传送门:LightOJ 1269..Consecutive Sum

## Problem

### Description

Little Jimmy is learning how to add integers. As in decimal the digits are 0 to 9, it makes a bit hard for him to understand the summation of all pair of digits. Since addition of numbers requires the knowledge of adding digits. So, his mother gave him a software that can convert a decimal integer to its binary and a binary to its corresponding decimal. So, Jimmy’s idea is to convert the numbers into binaries, and then he adds them and turns the result back to decimal using the software. It’s easy to add in binary, since you only need to know how to add (0, 0), (0, 1), (1, 0), (1, 1). Jimmy doesn’t have the idea of carry operation, so he thinks that

1 + 1 = 0

1 + 0 = 1

0 + 1 = 1

0 + 0 = 0

Using these operations, he adds the numbers in binary. So, according to his calculations,

3 (011) + 7 (111) = 4 (100)

Now you are given an array of **n** integers, indexed from **0** to **n-1**, you have to find two indices **i j** in the array **(0 ≤ i ≤ j < n)**, such that the summation (according to Jimmy) of all integers between indices **i** and **j** in the array, is maximum. And you also have to find two indices, **p q** in the array **(0 ≤ p ≤ q < n)**, such that the summation (according to Jimmy) of all integers between indices **p** and **q** in the array, is minimum. You only have to report the maximum and minimum integers.

### Input

Input starts with an integer **T (****≤ 10)**, denoting the number of test cases.

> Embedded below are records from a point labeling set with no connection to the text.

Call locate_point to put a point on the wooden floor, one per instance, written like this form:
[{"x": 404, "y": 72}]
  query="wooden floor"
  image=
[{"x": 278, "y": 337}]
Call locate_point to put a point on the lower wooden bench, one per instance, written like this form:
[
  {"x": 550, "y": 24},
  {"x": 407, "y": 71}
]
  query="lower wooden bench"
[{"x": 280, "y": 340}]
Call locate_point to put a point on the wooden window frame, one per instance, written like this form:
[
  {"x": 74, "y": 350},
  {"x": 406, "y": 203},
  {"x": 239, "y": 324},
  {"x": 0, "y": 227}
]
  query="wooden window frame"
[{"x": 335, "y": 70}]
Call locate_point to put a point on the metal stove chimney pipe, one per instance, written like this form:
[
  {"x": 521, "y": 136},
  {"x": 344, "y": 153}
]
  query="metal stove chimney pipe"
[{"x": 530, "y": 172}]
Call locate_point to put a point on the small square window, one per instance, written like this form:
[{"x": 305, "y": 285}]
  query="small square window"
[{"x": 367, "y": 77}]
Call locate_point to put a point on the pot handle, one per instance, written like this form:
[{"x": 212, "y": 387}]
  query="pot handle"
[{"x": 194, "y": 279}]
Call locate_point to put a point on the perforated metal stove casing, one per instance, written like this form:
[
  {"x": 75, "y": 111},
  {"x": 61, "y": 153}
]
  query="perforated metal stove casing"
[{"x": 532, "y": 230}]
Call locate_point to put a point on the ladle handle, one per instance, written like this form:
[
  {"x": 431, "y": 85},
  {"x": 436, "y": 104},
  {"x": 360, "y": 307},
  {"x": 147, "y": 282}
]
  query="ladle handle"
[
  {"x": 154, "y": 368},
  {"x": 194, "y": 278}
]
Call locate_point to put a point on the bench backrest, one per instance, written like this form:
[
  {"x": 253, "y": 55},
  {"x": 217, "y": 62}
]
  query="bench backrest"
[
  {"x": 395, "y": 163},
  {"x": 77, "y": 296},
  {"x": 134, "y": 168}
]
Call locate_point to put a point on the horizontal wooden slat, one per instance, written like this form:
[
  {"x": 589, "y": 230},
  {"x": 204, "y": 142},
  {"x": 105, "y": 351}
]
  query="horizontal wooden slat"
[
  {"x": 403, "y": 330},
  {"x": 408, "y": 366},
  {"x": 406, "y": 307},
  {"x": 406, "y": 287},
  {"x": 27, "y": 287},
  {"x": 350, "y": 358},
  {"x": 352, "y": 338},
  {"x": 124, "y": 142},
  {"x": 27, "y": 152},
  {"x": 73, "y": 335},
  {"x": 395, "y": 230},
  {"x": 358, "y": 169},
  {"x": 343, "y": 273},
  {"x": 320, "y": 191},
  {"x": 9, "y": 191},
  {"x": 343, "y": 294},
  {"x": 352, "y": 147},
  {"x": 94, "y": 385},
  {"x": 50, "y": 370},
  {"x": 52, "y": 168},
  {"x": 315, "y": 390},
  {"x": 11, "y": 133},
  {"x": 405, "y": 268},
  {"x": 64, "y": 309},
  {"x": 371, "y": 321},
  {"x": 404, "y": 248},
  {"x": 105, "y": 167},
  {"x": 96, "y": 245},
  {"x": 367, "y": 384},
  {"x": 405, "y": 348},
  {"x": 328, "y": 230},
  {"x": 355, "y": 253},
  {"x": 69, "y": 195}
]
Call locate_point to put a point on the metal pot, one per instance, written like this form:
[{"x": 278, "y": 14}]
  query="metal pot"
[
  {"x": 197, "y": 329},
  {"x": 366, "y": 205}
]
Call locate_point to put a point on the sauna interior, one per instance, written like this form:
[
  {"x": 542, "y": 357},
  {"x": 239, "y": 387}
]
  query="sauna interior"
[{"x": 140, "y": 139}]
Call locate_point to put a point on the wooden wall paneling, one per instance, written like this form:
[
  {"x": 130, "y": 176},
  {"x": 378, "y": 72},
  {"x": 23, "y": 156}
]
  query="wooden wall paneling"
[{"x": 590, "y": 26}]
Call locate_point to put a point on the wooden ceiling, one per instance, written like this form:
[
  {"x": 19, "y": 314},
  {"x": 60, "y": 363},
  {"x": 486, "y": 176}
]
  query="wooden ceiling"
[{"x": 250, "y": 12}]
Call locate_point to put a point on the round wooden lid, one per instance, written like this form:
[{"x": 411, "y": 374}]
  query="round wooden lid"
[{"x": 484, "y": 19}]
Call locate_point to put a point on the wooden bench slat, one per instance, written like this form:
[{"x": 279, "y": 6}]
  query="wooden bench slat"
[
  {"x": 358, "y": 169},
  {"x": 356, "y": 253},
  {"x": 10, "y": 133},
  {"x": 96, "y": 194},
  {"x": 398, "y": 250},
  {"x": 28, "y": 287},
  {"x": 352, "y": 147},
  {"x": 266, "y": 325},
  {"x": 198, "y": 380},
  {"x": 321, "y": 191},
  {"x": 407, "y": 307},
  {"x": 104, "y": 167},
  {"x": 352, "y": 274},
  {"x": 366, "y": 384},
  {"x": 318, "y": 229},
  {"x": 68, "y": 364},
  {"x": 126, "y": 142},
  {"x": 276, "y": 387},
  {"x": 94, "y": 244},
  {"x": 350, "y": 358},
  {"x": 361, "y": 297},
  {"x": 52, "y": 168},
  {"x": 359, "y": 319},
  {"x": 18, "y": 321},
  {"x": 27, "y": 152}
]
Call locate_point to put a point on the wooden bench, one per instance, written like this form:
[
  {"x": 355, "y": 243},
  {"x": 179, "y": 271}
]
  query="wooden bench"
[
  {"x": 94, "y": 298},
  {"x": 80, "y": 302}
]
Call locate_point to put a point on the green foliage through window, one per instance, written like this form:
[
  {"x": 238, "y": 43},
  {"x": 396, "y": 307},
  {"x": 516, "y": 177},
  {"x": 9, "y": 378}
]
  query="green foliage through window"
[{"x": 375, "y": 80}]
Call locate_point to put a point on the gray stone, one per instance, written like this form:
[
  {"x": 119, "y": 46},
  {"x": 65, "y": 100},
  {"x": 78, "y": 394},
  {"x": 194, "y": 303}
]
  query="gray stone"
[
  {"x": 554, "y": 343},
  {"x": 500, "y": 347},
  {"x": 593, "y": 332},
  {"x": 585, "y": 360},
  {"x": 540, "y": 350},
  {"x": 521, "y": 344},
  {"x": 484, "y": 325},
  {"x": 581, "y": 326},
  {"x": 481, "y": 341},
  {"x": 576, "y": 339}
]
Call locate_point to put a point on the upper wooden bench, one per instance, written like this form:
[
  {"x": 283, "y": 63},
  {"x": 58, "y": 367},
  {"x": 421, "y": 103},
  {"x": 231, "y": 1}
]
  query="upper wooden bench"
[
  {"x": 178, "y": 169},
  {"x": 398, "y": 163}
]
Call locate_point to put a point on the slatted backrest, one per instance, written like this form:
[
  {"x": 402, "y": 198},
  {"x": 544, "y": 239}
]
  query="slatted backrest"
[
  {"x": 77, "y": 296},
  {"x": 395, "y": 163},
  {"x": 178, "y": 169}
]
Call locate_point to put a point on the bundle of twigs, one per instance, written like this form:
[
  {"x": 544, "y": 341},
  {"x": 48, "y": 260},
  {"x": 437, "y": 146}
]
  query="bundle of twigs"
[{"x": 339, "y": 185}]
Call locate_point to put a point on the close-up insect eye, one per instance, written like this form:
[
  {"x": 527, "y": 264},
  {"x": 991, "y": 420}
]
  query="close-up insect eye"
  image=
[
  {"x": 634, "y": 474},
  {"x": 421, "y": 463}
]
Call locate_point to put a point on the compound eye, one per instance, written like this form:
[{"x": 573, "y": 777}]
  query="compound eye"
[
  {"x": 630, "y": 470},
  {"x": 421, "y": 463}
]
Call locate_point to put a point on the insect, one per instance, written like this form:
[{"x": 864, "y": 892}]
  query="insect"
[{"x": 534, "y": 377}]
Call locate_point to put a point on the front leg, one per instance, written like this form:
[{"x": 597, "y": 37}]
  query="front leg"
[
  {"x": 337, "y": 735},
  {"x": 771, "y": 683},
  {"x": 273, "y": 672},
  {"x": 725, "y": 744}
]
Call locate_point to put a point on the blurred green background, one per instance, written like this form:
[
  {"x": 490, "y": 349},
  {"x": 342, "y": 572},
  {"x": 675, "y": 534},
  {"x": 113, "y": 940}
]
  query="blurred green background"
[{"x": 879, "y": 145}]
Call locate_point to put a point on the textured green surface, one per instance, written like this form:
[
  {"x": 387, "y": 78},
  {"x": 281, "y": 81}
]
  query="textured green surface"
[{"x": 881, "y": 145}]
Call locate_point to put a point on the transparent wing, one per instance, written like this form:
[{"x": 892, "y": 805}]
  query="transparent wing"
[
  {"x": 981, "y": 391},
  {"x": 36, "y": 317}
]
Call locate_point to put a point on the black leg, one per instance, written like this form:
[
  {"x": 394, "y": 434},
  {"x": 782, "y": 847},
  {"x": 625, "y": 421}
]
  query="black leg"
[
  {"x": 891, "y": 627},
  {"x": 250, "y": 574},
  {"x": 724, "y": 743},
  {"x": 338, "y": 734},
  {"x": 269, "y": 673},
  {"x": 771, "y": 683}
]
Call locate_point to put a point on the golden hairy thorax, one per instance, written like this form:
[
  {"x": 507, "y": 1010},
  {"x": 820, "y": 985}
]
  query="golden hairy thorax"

Each case starts with a line containing an integer **n (1 ≤ n ≤ 50000)**. The next line contains **n** space separated non-negative integers, denoting the integers of the given array. Each integer fits into a 32 bit signed integer.

### Output

For each case, print the case number, the maximum and minimum summation that can be made using Jimmy’s addition.

### Sample Input

2

5

6 8 2 4 2

5

3 8 2 6 5

### Sample Output

Case 1: 14 2

Case 2: 15 1

### Note

Dataset is huge, use faster I/O methods.